・・・十七世紀に松尾芭蕉が出ると発句(連俳における最初の句)の独立性の強い芸術性の高い句風(蕉風)が確立され、後世の俳句に影響を与えた。明治時代に入り、正岡子規が幕末から明治初期のありふれた作風を「月並俳句」(月並俳諧)と呼んで批判し、一八九三年〈明治二十六年〉に『芭蕉雑談』「連俳非文学論」を発表、『発句は文学なり、連俳は文学に非ず」と述べ俳諧から発句を独立させた。これ以降「俳句」の語が一般的に用いられ、以後近現代の俳句につながるようになった。・・・

 

                      (『ウィキペディア』より抜粋)

 

▼ 発句が脇句以下を必要とせず、一句単独で詠まれることは、既に芭蕉の登場以前より存したことである。殊に芭蕉よりはじまったものでもない。

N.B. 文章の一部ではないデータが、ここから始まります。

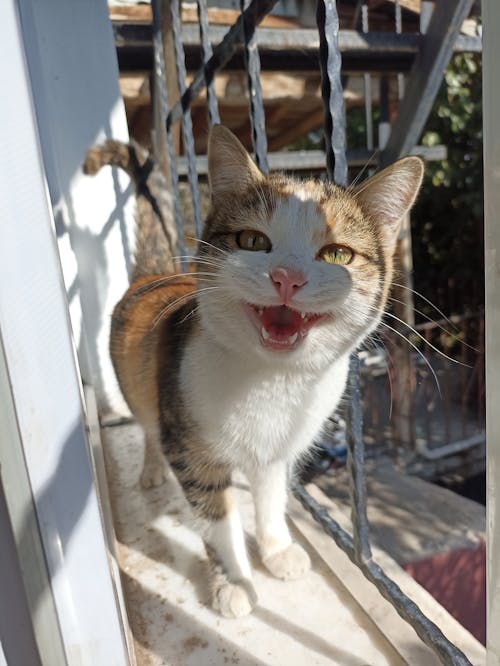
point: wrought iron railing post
(163, 110)
(356, 547)
(187, 125)
(256, 102)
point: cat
(237, 364)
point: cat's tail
(156, 234)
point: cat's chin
(281, 328)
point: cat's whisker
(171, 306)
(208, 261)
(424, 340)
(455, 335)
(440, 312)
(419, 352)
(204, 242)
(163, 280)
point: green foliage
(447, 220)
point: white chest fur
(252, 412)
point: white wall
(70, 54)
(74, 74)
(491, 122)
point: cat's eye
(336, 254)
(254, 241)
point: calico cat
(237, 364)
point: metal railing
(243, 35)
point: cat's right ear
(231, 170)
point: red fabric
(458, 581)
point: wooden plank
(426, 76)
(216, 16)
(290, 135)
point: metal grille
(242, 35)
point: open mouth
(282, 328)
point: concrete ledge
(332, 616)
(396, 630)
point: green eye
(253, 241)
(336, 254)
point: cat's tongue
(281, 328)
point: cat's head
(297, 270)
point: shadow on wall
(74, 74)
(66, 504)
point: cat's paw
(292, 562)
(234, 599)
(153, 475)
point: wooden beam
(309, 123)
(426, 76)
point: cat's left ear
(387, 196)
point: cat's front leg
(212, 499)
(284, 558)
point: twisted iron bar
(187, 125)
(212, 107)
(427, 631)
(161, 88)
(331, 86)
(256, 101)
(233, 40)
(358, 547)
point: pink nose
(287, 281)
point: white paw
(293, 562)
(153, 475)
(235, 599)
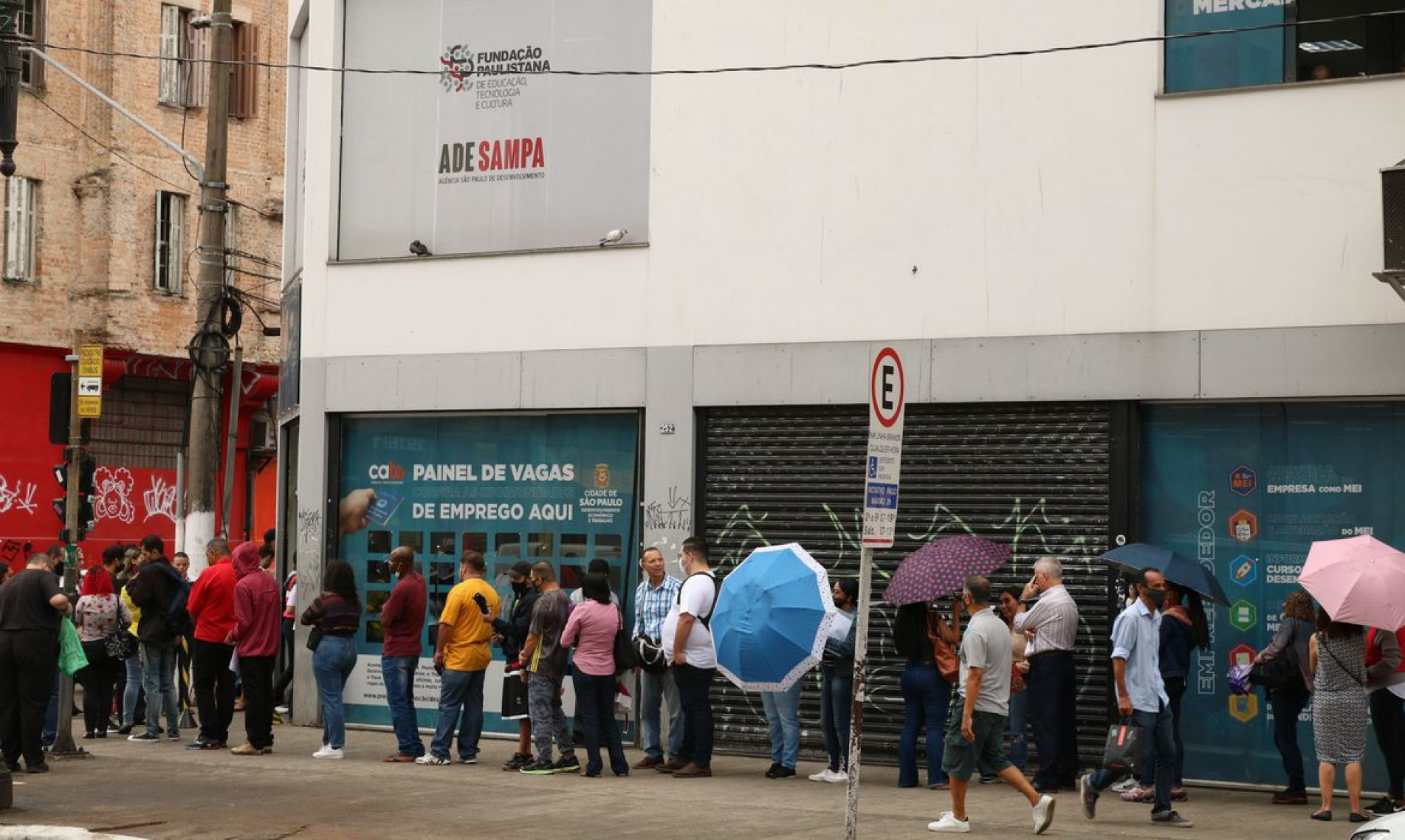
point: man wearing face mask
(509, 634)
(1051, 627)
(1141, 695)
(402, 619)
(975, 731)
(689, 637)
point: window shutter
(197, 73)
(171, 72)
(177, 246)
(13, 228)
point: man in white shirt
(1051, 627)
(687, 636)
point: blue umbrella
(772, 619)
(1176, 568)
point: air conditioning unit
(1392, 228)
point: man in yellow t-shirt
(461, 655)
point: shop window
(20, 228)
(183, 69)
(1302, 51)
(30, 27)
(171, 242)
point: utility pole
(210, 348)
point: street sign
(885, 402)
(90, 360)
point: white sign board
(885, 405)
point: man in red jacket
(258, 610)
(402, 619)
(213, 607)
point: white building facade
(1131, 289)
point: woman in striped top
(337, 614)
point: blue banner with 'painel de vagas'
(1232, 59)
(540, 488)
(1246, 489)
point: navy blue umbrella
(1176, 568)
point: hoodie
(213, 602)
(258, 606)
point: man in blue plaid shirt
(651, 606)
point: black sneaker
(1088, 796)
(538, 767)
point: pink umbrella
(1358, 580)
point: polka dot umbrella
(941, 568)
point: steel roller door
(1033, 475)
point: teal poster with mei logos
(555, 488)
(1246, 489)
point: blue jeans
(132, 690)
(1020, 728)
(461, 695)
(925, 698)
(594, 712)
(655, 693)
(1157, 732)
(783, 717)
(332, 665)
(837, 695)
(159, 675)
(398, 673)
(51, 715)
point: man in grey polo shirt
(978, 742)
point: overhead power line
(970, 57)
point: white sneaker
(950, 825)
(1042, 813)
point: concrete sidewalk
(166, 791)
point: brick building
(101, 224)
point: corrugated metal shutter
(1033, 475)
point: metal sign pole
(856, 724)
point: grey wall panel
(583, 378)
(1310, 362)
(1133, 365)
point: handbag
(118, 645)
(944, 656)
(1123, 752)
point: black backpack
(717, 588)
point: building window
(20, 228)
(244, 96)
(30, 27)
(183, 71)
(1308, 48)
(171, 242)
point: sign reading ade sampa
(535, 160)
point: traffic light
(87, 471)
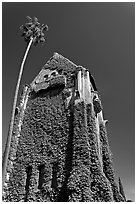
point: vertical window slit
(54, 176)
(29, 173)
(41, 176)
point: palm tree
(33, 33)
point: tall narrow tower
(59, 149)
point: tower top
(59, 71)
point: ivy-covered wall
(54, 157)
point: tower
(59, 149)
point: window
(29, 173)
(41, 176)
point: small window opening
(53, 74)
(46, 76)
(29, 173)
(41, 176)
(54, 175)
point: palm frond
(33, 29)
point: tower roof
(58, 70)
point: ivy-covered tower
(59, 149)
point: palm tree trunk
(7, 148)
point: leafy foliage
(33, 29)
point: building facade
(59, 150)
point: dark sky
(98, 36)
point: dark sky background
(98, 36)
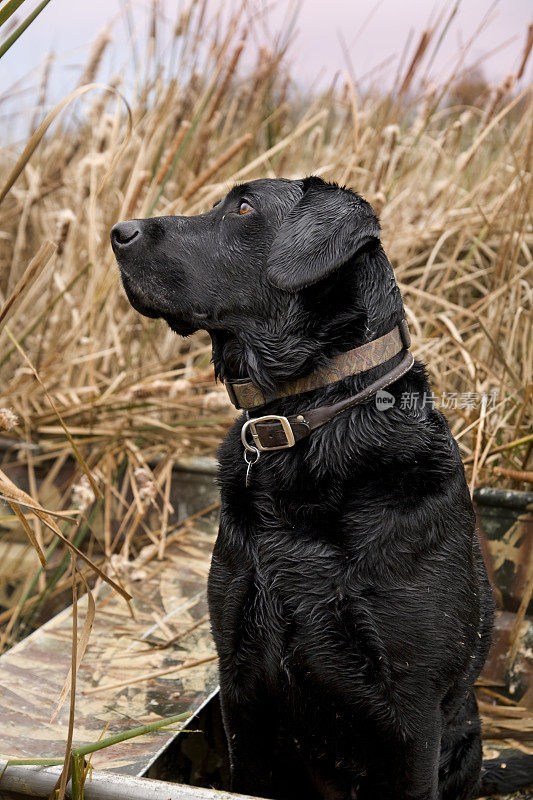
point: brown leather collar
(273, 432)
(245, 394)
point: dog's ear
(326, 228)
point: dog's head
(262, 265)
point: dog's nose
(124, 233)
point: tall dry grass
(84, 376)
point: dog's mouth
(142, 302)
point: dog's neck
(365, 304)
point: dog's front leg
(249, 735)
(407, 768)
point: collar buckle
(269, 433)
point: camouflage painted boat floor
(169, 599)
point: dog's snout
(124, 233)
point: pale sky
(373, 32)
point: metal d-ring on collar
(277, 432)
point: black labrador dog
(349, 601)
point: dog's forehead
(267, 189)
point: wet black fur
(349, 601)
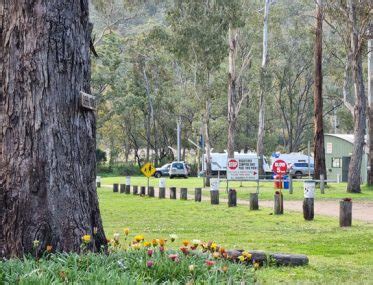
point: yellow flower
(246, 255)
(139, 238)
(216, 255)
(86, 238)
(136, 245)
(173, 237)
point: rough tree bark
(318, 139)
(232, 91)
(354, 177)
(261, 124)
(49, 141)
(370, 105)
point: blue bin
(286, 182)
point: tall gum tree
(49, 144)
(319, 149)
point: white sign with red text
(242, 169)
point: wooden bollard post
(151, 191)
(198, 194)
(322, 183)
(232, 198)
(115, 187)
(98, 181)
(128, 189)
(162, 192)
(278, 207)
(172, 192)
(345, 213)
(183, 193)
(254, 201)
(308, 202)
(214, 195)
(290, 184)
(135, 190)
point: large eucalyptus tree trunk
(261, 123)
(318, 139)
(370, 104)
(48, 139)
(232, 92)
(354, 174)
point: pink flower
(174, 257)
(210, 263)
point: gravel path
(362, 211)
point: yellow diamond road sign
(148, 169)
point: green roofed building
(338, 151)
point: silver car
(178, 169)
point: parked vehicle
(162, 171)
(178, 169)
(300, 169)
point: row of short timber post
(198, 194)
(278, 203)
(254, 201)
(232, 198)
(183, 193)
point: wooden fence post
(162, 192)
(290, 184)
(254, 202)
(214, 195)
(277, 204)
(135, 190)
(142, 190)
(322, 183)
(232, 198)
(151, 191)
(172, 192)
(115, 187)
(197, 194)
(183, 193)
(345, 213)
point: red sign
(232, 164)
(279, 167)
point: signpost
(243, 169)
(148, 170)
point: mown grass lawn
(333, 191)
(336, 255)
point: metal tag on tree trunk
(87, 101)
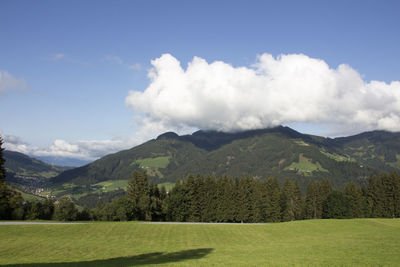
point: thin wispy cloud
(135, 66)
(120, 61)
(8, 82)
(84, 150)
(114, 59)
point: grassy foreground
(357, 242)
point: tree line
(224, 199)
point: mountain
(280, 152)
(24, 170)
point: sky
(82, 79)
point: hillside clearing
(357, 242)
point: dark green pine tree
(260, 201)
(11, 201)
(298, 201)
(288, 201)
(226, 204)
(138, 194)
(375, 197)
(311, 200)
(336, 205)
(390, 187)
(244, 198)
(273, 209)
(354, 196)
(193, 188)
(65, 210)
(177, 203)
(2, 161)
(209, 199)
(156, 203)
(325, 188)
(396, 200)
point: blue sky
(73, 63)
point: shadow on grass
(142, 259)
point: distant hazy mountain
(281, 152)
(22, 167)
(63, 161)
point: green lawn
(159, 162)
(111, 185)
(305, 165)
(357, 242)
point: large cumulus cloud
(273, 91)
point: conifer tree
(245, 191)
(193, 186)
(2, 161)
(298, 201)
(375, 197)
(138, 194)
(353, 194)
(209, 199)
(273, 205)
(311, 201)
(225, 199)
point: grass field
(305, 165)
(357, 242)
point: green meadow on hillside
(357, 242)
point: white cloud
(135, 66)
(114, 59)
(85, 150)
(273, 91)
(120, 61)
(9, 82)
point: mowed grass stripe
(354, 242)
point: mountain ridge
(279, 151)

▼ 蕉風は発句の独立性強く芸術性高いというけれども、やはり付句されて歌仙を巻くこともありうることも見込まれて詠まれていたのである。ただ発句のみでも十分味わうこともできるため、好んで発句だけを幾つも詠んでいたのみである。

▼ 芭蕉その人は単独で詠まれる発句のみならず、座の文芸たる連俳にも力を入れていた。また発句においても他者を寄せ付けないような言い尽くされた完結性を嫌がったものである。

▼ 芭蕉より始まった発句の独立性・芸術性は、明治期に正岡子規が現れて「俳句」と称されるようになり、これらがさらに徹底され決定的なものとなった、さも芭蕉以来の伝統を受けているような印象であるが、いっそう近現代俳句というものは、芭蕉の文学とは全く無関係のものとしてはどうだろうか。真率に云えばこう「こじつけ」られているのであろう。